Merge "Ceph RBD test plan"

2017-04-11 15:30:01 +00:00 · 2017-04-11 15:30:01 +00:00 · 595fe0d395
commit 595fe0d395
parent 24f3f436b4 a789aeed16
1 changed files with 216 additions and 0 deletions
--- a/doc/source/test_plans/ceph_rbd/index.rst
+++ b/doc/source/test_plans/ceph_rbd/index.rst
@ -0,0 +1,216 @@
 .. _ceph_rbd_test_plan:
 ============================
 Ceph RBD performance testing
 ============================
 :status: **ready**
 :version: 1.0
 :Abstract:
  This test plan aims to provide set of tests to identify Ceph RBD
  performance against given Ceph cluster by using of Wally tests.
 Test Plan
 =========
 The purpose of this document is to describe the environment and performance test plan
 for benchmarking Ceph block storage (RBD) performance.
 The main goals are:
 - Define test approach, methodology and benchmarking toolset for testing Ceph
  block storage performance
 - Benchmark Ceph performance for defined scenarios
 Preparation
 -----------
 This test plan is performed against existing Ceph cluster.

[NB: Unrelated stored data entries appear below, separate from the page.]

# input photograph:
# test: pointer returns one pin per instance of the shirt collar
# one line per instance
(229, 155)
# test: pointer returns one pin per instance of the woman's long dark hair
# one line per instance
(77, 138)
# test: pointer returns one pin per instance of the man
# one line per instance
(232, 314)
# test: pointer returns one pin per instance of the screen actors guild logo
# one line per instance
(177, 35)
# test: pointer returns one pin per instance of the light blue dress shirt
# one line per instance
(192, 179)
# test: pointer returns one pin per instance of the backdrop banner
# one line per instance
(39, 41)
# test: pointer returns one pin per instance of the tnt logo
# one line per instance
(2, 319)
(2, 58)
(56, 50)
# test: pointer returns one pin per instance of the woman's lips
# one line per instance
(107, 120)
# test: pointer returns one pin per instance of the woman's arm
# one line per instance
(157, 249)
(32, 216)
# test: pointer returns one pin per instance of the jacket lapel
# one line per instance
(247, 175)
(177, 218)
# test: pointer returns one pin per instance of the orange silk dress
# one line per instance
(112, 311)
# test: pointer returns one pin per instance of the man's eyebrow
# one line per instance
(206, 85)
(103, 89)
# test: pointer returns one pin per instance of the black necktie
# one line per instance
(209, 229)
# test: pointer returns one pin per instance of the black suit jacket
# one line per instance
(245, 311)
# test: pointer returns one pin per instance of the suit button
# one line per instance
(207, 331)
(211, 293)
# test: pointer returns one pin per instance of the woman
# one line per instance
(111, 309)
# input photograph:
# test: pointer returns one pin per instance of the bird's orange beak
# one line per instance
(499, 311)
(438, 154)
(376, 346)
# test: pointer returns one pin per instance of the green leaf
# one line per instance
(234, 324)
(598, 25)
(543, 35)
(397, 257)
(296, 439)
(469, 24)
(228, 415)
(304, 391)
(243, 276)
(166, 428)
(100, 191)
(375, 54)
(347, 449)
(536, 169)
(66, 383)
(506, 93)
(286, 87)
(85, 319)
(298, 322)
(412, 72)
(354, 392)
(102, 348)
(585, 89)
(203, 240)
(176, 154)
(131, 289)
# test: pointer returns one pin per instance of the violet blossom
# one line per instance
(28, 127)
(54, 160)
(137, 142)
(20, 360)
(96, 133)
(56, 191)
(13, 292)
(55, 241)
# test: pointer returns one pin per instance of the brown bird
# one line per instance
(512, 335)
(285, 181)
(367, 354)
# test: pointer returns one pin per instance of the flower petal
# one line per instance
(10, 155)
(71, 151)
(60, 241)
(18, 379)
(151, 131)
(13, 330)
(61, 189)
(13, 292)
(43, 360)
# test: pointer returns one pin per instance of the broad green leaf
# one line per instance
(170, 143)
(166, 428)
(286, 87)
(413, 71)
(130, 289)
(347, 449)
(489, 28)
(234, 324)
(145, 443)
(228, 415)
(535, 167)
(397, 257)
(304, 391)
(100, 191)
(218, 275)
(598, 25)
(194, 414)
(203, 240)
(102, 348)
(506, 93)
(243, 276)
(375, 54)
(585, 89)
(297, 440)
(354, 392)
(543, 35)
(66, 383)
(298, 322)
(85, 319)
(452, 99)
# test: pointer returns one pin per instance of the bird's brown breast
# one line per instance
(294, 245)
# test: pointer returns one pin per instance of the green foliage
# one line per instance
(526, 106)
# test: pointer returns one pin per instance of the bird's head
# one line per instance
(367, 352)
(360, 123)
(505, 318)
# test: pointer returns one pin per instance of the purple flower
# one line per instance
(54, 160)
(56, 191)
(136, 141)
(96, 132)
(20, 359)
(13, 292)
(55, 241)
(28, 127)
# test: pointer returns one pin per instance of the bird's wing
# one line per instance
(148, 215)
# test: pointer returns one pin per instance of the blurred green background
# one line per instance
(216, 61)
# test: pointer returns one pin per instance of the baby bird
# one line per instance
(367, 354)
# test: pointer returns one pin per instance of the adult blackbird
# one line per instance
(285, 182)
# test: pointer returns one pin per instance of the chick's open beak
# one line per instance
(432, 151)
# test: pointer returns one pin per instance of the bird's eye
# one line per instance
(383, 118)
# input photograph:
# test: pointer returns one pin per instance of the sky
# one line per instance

 Single VM is created for running tests on every compute node.
 Before running IO load storage devices are filled with pseudo-random data.
 Execution Strategy
 ------------------
 All tests are executed sequentially on all dedicated virtual machines. Number of IO load
 threads per VM depends on test phase. Every test starts with 30 second warm-up, which
 is not included in test results, followed by 180 second test load phase. At any given time
 a single VM per compute node generates IO load with given number of threads.
 Block size for small block read/write operation is chosen to be 4K, since using smaller
 blocks is not reasonable because a) most modern HDD drives have physical sector size
 equal to 4KB and b) default Linux virtual memory page size equals to 4KB too. Larger
 block sizes provides no additional information since maximal I/O operations per second
 value is constant due to HDD mechanics.
 Block size for large block sequential read/write operations has no certain limitations
 except being bigger than Ceph block size (4MB), so value of 16MB was chosen.
 Test tool
 ---------
 For benchmarking Ceph performance new tool (`Wally`_) was developed. It uses Flexible IO
 (fio) as load generator.
 Test types
 ----------
 Following load scenarios are selected for Ceph benchmarking:
 - Average random read IOPS for small (4KB) blocks as function of thread count
 - Average random write IOPS for small (4KB) blocks, both for direct and
  synchronous mode, as function of thread count
 - Average linear read throughput for large (16MB) blocks, as function of thread
  count
 - Average linear write throughput for large (16MB) blocks, as function of thread
  count
 - Maximal synchronous random write IOPS for small (4K) blocks with latency not
  exceeding some predefined value.
 - Maximal random read IOPS for small (4K) blocks with latency not exceeding some
  predefined value.
 - Maximal amount of threads (virtual machines) can be served from storage with
  given SLA.
 Every load scenario is executed for different number of simultaneous threads.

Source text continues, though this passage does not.